Pakistan’s ‘fontgate’: how Calibri became key piece of evidence in claims prime minister falsified documents
The corruption controversy has engulfed Sharif family since the publication of 11.5 million secret documents from Panamanian law firm Mossack Fonseca
A typeface has sparked uproar in Pakistan after documents using the font were produced in a corruption case against Prime Minister Nawaz Sharif – despite being dated a year before the design was released.
Microsoft’s Calibri font was used to type certified papers naming Sharif’s daughter Maryam as a trustee for several of the family’s high-end London properties.
The plush apartments are at the heart of the case against the Sharif family, with authorities and the opposition questioning the legitimacy of funds used to buy them via offshore companies.
The identity of the legal beneficiaries has formed part of the probe, and the documents were meant to show that Maryam, who is Sharif’s presumptive political heir, was a trustee only.
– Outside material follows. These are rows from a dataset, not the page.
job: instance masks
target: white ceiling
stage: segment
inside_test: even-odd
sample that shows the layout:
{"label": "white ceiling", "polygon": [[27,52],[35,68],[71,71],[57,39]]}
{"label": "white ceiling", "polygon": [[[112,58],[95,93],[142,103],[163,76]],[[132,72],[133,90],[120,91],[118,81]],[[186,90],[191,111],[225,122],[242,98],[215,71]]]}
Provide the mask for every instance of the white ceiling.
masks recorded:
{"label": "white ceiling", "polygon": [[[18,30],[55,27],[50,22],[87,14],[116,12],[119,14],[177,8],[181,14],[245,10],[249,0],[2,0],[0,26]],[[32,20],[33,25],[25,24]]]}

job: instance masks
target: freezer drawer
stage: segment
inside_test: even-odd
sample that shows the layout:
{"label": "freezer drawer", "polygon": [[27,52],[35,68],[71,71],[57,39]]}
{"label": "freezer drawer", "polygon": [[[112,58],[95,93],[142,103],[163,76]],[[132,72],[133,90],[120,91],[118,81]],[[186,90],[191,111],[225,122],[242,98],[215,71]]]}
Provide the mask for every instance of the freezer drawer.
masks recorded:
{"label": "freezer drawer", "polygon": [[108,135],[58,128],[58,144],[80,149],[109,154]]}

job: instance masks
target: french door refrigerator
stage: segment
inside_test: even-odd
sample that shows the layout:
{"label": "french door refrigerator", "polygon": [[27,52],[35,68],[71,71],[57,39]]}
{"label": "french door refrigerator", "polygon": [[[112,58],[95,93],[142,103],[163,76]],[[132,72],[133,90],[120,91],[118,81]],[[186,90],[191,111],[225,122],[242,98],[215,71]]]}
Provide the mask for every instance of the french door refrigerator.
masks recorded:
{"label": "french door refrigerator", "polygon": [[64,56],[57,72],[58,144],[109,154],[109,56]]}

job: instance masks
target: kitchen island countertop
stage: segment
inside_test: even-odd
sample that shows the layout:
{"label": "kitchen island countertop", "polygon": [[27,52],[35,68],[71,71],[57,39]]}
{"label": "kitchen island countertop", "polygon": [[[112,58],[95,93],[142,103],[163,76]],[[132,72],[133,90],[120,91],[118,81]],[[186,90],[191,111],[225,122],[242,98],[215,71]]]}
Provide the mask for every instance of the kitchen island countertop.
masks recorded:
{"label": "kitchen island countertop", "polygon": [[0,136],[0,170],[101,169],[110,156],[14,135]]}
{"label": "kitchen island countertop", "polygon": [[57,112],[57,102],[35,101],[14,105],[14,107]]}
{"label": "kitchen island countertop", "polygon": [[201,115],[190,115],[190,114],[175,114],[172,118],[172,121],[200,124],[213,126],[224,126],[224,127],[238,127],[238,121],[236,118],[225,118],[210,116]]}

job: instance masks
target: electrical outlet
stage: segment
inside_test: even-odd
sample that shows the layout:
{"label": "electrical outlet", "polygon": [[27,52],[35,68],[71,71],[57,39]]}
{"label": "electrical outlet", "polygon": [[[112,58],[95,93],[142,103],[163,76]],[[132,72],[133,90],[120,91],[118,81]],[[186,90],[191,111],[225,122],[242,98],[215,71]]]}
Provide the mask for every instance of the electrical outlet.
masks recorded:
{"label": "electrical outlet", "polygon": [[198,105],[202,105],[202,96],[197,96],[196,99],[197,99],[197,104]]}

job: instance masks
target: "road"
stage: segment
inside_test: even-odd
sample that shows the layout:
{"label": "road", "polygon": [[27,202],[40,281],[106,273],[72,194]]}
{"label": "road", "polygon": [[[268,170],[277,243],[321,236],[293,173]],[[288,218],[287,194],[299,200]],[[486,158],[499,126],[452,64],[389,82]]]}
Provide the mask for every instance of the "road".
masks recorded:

But the papers were dated February 2006 – a year before the font in which they are typed was in widespread commercial use, according to its creator.
Today #calibri was searched more than porn in Pakistan
The same conclusion was drawn by a joint investigative team (JIT) tasked by Pakistan’s Supreme Court with examining the corruption claims, which had London’s Radley Forensic Document Laboratory assess the documents.